The Sergeant's Daughter (Der große Zapfenstreich) is a 1952 West German war romance film directed by George Hurdalek and starring Johanna Matz, Jan Hendriks and Friedrich Domin. It was based on a 1903 novel by Franz Adam Beyerlein which portrayed life in the army of Wilhelm II.
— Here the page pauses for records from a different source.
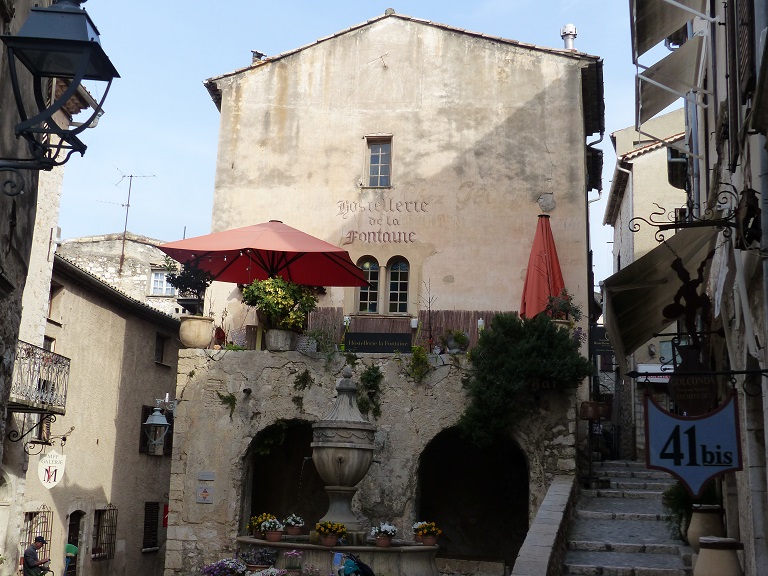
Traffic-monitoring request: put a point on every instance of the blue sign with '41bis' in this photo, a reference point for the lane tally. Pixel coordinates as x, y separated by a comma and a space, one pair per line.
693, 448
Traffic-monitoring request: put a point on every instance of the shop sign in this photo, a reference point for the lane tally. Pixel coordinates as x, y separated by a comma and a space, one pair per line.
694, 449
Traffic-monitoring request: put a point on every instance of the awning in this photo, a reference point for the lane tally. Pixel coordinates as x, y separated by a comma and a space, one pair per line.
654, 20
635, 296
669, 79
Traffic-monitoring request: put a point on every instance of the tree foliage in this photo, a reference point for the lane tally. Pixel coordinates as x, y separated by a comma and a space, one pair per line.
515, 361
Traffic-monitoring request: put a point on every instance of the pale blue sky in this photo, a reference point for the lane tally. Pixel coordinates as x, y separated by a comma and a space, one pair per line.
161, 122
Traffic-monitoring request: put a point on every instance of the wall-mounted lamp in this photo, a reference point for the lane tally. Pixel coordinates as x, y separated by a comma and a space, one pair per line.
59, 46
156, 426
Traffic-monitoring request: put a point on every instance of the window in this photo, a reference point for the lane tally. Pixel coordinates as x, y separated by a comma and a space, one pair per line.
369, 295
104, 533
160, 348
167, 440
379, 162
151, 523
398, 286
160, 286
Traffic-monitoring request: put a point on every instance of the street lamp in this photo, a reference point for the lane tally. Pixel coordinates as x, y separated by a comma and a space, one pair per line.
156, 427
57, 44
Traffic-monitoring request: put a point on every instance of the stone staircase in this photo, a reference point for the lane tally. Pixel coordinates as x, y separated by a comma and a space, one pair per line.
621, 529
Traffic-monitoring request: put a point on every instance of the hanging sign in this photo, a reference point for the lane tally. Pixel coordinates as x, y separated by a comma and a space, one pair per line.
694, 449
50, 468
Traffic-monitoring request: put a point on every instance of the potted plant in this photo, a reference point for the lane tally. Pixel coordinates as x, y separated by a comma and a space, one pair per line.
284, 305
272, 528
293, 561
563, 307
191, 283
293, 524
383, 534
255, 522
427, 532
258, 559
515, 362
330, 532
225, 567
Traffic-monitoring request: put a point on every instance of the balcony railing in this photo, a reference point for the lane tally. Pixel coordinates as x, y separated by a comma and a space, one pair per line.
40, 380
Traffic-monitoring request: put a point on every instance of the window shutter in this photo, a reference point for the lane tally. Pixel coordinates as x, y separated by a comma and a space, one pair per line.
143, 440
745, 34
151, 518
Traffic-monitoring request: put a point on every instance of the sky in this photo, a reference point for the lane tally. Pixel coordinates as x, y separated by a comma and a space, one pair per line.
161, 127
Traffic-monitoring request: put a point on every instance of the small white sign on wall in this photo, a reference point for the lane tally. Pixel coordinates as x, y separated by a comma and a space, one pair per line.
50, 468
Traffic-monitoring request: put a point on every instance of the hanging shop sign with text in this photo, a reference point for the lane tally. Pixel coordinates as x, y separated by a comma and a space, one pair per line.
694, 449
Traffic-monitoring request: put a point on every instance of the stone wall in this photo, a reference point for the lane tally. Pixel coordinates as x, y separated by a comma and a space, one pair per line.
209, 439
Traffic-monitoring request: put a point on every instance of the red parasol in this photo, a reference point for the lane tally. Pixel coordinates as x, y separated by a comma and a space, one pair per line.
267, 250
543, 277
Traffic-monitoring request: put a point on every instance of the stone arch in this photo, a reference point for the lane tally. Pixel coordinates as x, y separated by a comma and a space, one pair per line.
280, 477
478, 496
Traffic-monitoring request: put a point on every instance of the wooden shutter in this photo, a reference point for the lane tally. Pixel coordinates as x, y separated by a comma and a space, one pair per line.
745, 35
151, 519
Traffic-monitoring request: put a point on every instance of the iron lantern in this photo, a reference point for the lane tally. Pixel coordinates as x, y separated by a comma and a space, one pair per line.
59, 47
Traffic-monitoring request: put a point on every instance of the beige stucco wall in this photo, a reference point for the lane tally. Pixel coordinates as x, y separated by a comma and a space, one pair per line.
485, 136
208, 439
112, 374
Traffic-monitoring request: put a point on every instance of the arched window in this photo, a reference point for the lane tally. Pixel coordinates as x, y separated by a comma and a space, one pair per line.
398, 286
369, 295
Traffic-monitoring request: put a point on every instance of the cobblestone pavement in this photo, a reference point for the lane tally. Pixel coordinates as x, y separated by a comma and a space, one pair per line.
621, 530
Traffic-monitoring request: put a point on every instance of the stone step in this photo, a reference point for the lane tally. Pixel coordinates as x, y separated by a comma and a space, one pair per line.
585, 563
632, 494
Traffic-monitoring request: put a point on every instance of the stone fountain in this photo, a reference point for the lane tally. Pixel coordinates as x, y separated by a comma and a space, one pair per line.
342, 451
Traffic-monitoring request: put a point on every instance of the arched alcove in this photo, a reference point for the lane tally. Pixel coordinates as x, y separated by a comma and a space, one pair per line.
281, 478
477, 496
It was made at the Bavaria Studios in Munich and on location at historic barracks at Ingolstadt. The film's sets were designed by Robert Herlth and Kurt Herlth.

==Synopsis==
Before the outbreak of the First World War, the daughter of a sergeant in the cavalry falls in love with a junior officer, despite already being engaged to another soldier.

==See also==
- Curfew (1925)

== Bibliography ==
- Hans-Michael Bock and Tim Bergfelder. The Concise Cinegraph: An Encyclopedia of German Cinema. Berghahn Books, 2009.